Well BODY, HEAD, HTML, IMG, PRE, and TABLE elements have no place in an SVG file, while SCRIPT is out
of line with the intended use of SVG files on Wikimedia Commons. But TITLE is a recommended part of
every SVG file, and an essential part of W3C standard "Content Accessibility Guidelines", as mentioned
before (see Appendix H to the SVG 1.1 standard) -- in fact, a well-commented SVG file should often
contain multiple TITLE elements.

I don't think that the SVG file upload code should be defensively checking against things that might
speculatively happen if an SVG file is hypothetically delivered with an incorrect MIME type -- rather,
it should be the job of the file serving code to make sure that SVG files are always delivered with
the correct MIME type. (In most cases, SVG files will actually be viewed in rendered raster image
form, in any case.) Be as zealous in rejecting scripting code as you want, but don't reject a
legitimate part of the SVG file format definition which performs a valid function.

Tuukka wrote:

I uploaded an SVG file created with Graphviz to commons.wikimedia.org now.
Nested g tags passed but I still needed to remove all the good title tags.

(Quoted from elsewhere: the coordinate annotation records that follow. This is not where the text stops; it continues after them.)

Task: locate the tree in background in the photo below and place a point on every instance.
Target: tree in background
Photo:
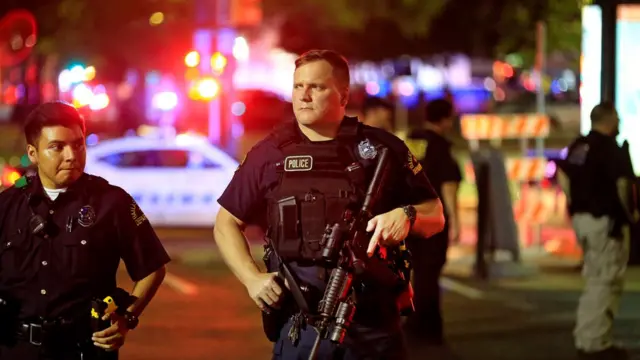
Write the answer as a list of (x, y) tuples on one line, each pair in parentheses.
[(518, 28)]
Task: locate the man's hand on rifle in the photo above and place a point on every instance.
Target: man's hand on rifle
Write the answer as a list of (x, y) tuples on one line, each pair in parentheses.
[(112, 338), (389, 229), (265, 290)]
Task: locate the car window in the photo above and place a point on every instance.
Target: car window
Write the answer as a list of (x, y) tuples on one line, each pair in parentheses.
[(160, 159), (198, 160)]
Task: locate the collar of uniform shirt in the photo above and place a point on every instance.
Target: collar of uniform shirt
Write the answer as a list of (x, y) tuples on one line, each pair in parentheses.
[(35, 190)]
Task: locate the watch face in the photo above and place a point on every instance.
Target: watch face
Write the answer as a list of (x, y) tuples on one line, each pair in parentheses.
[(132, 322)]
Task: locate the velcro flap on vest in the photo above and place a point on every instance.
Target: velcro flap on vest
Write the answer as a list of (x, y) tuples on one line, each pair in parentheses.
[(313, 219), (289, 242)]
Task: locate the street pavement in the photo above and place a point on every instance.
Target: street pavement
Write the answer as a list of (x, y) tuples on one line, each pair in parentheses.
[(202, 312)]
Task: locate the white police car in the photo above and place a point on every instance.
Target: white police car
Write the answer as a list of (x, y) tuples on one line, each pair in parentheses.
[(176, 181)]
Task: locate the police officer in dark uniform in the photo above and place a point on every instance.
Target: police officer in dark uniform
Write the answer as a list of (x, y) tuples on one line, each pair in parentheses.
[(295, 183), (598, 179), (62, 235), (430, 256)]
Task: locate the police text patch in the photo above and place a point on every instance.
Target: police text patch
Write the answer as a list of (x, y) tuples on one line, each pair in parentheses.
[(413, 164), (136, 214), (298, 163)]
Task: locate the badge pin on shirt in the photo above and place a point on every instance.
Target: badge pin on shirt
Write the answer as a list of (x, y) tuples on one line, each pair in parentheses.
[(86, 216), (366, 150)]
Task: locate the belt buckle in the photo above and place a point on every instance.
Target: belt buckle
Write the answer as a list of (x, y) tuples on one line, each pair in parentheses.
[(35, 334)]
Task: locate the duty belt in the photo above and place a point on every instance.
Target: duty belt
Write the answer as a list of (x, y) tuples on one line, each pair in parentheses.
[(37, 333)]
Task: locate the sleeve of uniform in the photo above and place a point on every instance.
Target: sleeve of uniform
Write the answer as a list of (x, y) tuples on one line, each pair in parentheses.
[(411, 183), (140, 248), (416, 187), (245, 193)]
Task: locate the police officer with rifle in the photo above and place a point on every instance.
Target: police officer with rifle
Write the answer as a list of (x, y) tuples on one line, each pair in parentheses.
[(337, 199)]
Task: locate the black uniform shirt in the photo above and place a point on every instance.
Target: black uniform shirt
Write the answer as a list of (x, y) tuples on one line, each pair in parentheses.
[(246, 195), (90, 227), (594, 163)]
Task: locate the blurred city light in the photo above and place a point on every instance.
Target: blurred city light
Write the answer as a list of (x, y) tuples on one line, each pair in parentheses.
[(218, 62), (92, 139), (82, 95), (207, 89), (99, 101), (372, 88), (241, 49), (192, 59), (156, 18), (89, 73), (238, 108), (166, 100)]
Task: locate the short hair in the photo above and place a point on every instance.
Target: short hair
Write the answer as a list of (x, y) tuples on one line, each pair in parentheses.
[(339, 64), (373, 102), (55, 113), (438, 110), (602, 111)]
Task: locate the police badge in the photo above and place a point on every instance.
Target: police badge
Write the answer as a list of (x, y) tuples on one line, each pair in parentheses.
[(366, 150), (86, 216)]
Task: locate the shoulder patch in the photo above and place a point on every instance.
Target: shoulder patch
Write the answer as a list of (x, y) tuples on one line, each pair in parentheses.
[(21, 182), (137, 215), (413, 164)]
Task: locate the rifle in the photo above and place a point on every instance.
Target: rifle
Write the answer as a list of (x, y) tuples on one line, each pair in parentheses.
[(345, 249), (273, 320)]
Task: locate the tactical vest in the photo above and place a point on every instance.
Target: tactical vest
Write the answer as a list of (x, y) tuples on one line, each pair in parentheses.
[(318, 182)]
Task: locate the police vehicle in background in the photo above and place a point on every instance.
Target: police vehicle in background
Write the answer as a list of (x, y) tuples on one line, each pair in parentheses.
[(176, 180)]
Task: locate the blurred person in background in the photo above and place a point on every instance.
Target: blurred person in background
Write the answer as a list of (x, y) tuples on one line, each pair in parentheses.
[(598, 179), (430, 256)]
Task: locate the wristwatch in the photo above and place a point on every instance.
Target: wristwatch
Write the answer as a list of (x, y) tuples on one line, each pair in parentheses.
[(131, 321), (411, 213)]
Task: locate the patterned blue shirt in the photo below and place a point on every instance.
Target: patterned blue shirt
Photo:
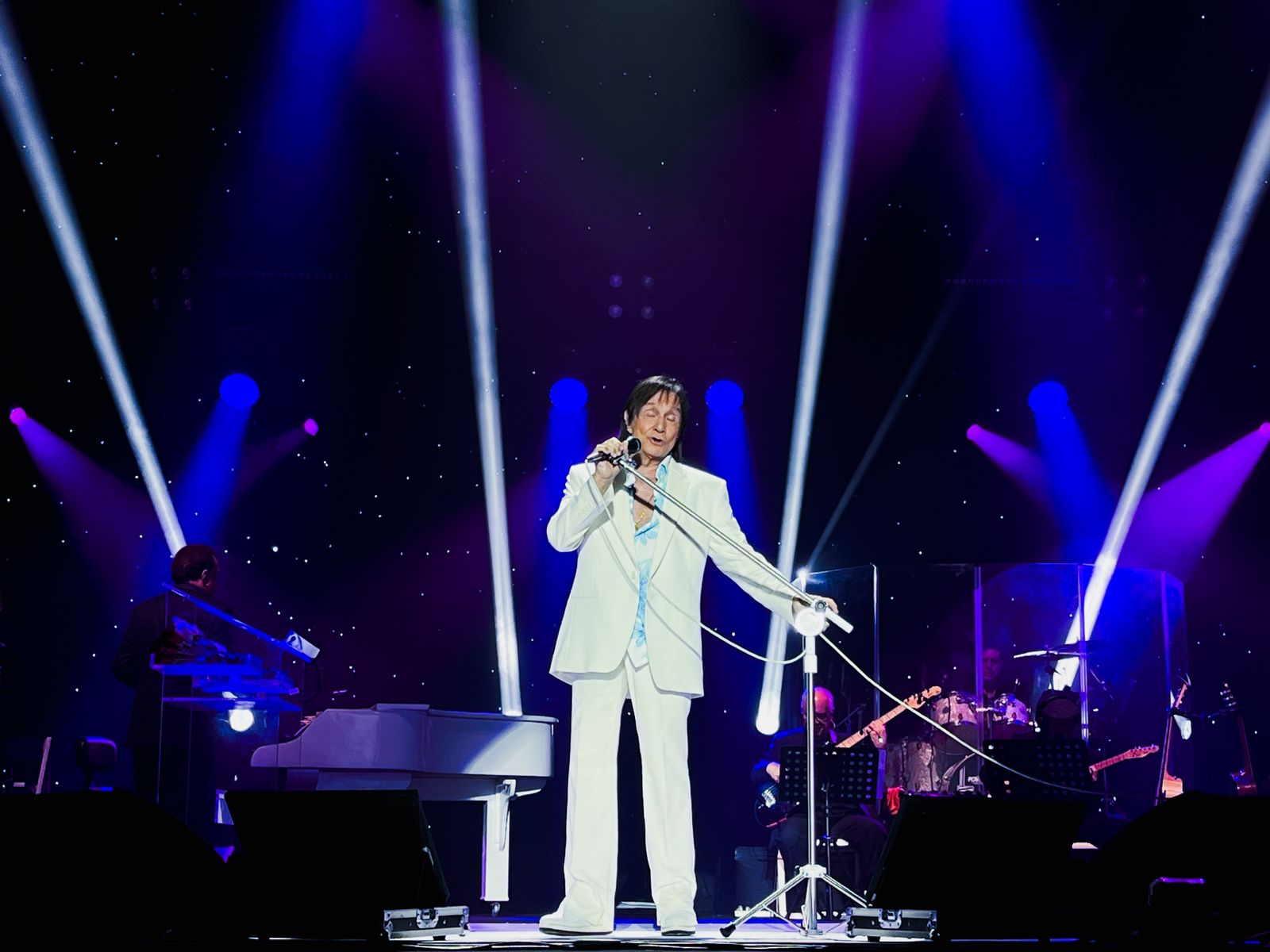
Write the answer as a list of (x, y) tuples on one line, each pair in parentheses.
[(645, 546)]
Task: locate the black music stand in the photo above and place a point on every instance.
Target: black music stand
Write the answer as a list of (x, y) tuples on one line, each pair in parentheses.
[(1064, 762), (842, 776), (849, 776)]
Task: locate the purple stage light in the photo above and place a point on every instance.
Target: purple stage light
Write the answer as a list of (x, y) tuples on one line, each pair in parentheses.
[(1178, 520), (1048, 397), (239, 391), (1020, 463)]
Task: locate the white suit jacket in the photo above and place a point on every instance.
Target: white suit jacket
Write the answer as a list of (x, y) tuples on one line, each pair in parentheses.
[(601, 612)]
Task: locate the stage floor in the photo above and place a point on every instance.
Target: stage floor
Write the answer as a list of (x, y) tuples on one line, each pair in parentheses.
[(752, 935)]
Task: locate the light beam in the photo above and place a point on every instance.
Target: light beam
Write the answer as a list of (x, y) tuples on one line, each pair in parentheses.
[(32, 139), (831, 203)]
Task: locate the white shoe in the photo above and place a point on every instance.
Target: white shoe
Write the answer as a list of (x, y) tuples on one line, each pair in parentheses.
[(560, 923)]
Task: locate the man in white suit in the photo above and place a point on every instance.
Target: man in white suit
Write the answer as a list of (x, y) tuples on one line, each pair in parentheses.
[(632, 628)]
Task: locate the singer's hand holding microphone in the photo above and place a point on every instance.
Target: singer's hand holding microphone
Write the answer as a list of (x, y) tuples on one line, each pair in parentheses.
[(603, 456)]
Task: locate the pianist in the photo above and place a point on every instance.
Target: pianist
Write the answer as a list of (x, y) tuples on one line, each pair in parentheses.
[(632, 630), (196, 570)]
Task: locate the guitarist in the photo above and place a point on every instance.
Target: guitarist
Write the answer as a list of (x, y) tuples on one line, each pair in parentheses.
[(852, 823)]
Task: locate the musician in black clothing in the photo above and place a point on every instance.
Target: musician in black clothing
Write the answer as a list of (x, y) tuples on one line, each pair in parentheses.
[(152, 628), (852, 823)]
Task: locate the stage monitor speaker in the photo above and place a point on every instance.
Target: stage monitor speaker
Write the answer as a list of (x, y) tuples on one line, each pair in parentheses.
[(1206, 854), (107, 865), (324, 865), (991, 869)]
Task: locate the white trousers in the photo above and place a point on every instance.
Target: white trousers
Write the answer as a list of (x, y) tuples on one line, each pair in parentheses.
[(591, 835)]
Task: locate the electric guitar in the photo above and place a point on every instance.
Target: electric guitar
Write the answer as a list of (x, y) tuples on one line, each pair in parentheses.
[(1245, 781), (772, 810), (1172, 786), (1130, 754)]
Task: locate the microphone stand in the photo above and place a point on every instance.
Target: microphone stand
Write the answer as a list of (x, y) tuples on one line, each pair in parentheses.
[(812, 873)]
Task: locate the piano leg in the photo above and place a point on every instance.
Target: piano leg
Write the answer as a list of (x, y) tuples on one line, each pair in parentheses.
[(495, 847)]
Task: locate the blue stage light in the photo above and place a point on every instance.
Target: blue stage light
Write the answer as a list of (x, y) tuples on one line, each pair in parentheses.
[(568, 393), (239, 391), (1048, 397), (724, 397)]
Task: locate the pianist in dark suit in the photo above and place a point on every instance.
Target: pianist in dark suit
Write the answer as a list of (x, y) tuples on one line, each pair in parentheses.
[(632, 628), (194, 569)]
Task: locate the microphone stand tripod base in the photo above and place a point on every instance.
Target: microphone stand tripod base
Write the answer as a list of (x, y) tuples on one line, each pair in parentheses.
[(812, 873)]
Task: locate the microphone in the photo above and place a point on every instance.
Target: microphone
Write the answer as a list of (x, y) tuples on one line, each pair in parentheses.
[(633, 447)]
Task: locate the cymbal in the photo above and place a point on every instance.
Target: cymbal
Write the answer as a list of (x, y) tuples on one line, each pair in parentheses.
[(1058, 653)]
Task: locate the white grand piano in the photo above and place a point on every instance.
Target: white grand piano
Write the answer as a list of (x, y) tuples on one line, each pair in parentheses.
[(442, 754)]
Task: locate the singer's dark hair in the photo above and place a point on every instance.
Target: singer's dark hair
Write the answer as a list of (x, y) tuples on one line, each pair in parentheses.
[(648, 389)]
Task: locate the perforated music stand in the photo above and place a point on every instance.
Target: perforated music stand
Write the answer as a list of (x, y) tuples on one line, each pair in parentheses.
[(850, 776), (1064, 762)]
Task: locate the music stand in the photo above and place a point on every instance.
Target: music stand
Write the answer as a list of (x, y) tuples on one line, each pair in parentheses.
[(848, 776), (1064, 762)]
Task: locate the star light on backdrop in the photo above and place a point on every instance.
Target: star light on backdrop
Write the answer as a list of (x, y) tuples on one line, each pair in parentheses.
[(831, 205), (32, 139), (468, 150), (1248, 190)]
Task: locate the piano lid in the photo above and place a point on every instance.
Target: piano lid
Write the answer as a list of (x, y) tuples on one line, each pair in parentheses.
[(418, 739)]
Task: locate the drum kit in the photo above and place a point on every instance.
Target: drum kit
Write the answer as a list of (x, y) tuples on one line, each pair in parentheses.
[(933, 765)]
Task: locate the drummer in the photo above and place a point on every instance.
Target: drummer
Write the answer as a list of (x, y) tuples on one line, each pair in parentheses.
[(1009, 715), (994, 682)]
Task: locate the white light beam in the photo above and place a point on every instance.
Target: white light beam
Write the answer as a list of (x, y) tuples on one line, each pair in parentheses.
[(32, 139), (1248, 188), (468, 148), (831, 203)]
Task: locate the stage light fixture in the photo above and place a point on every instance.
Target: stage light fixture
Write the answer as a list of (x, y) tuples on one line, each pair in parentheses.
[(241, 719), (468, 152), (32, 139), (241, 391), (568, 393), (724, 397), (831, 203), (1241, 203)]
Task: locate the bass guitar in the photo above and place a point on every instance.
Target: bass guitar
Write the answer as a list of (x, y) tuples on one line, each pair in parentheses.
[(1132, 753), (1172, 786), (1244, 780)]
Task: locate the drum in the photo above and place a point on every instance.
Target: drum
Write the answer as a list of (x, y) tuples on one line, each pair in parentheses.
[(911, 767), (1010, 717), (956, 711), (1010, 710)]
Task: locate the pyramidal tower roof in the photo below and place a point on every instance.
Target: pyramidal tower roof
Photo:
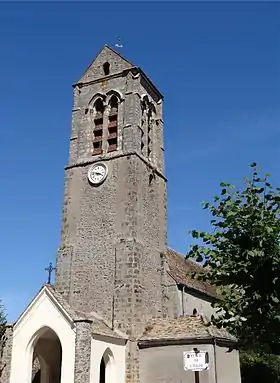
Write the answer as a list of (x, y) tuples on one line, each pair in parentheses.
[(116, 64)]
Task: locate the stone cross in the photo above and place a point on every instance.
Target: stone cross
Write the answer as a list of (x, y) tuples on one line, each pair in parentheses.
[(50, 269)]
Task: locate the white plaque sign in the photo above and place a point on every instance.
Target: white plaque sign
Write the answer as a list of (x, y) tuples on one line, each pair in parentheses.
[(196, 361)]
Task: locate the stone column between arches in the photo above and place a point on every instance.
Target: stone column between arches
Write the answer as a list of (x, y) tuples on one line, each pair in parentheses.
[(82, 351)]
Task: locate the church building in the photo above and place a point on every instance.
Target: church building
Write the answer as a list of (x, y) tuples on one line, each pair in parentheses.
[(123, 308)]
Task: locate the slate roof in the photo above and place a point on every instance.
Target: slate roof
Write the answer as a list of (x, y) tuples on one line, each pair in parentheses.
[(188, 327), (179, 267)]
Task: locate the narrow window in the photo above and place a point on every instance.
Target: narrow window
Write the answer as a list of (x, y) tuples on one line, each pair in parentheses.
[(98, 127), (106, 68), (113, 125), (102, 371)]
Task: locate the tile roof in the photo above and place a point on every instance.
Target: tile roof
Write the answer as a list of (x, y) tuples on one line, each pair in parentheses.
[(99, 325), (179, 267), (189, 327)]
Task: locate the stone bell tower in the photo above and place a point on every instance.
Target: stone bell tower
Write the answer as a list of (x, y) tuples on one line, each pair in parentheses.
[(114, 214)]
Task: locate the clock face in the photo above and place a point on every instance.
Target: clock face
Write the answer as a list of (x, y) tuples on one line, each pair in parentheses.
[(97, 173)]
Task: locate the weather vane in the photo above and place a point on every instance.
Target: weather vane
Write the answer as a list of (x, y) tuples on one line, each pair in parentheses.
[(50, 269), (119, 44)]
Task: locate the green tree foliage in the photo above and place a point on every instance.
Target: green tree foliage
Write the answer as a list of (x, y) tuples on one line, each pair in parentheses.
[(259, 367), (242, 258)]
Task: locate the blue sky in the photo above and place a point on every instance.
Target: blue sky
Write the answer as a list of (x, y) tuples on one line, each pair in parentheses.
[(218, 65)]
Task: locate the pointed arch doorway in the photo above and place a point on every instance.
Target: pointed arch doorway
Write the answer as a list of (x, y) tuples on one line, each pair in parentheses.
[(107, 367), (47, 356)]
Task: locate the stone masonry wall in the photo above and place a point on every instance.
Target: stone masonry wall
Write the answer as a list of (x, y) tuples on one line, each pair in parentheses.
[(82, 352), (6, 355), (113, 236)]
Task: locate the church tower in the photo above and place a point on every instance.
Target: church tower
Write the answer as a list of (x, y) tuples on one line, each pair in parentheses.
[(113, 240)]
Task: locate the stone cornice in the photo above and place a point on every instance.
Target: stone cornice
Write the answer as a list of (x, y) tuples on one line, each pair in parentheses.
[(116, 155)]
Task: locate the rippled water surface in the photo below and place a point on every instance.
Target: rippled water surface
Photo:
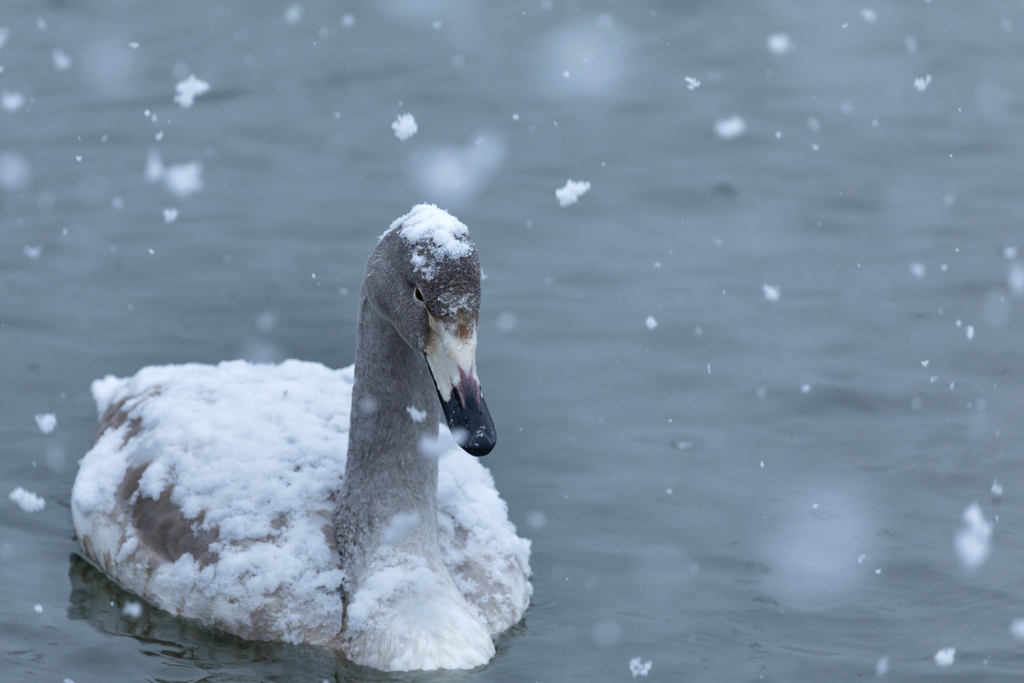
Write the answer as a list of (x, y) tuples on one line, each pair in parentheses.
[(745, 387)]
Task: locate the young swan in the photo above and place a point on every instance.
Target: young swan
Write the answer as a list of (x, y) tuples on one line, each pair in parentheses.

Please solve this somehow. May I suggest that you accept uploads with title tags
but strip them on download time as long as you consider the security risk important?

robchur wrote:

It might make sense to whitelist the <title> attribute in SVG images (after the
MIME detection stuff).

avarab wrote:

RESOLVED FIXED, enabled $wgAllowTitlesInSVG which allows svg files with a title
element to be uploaded.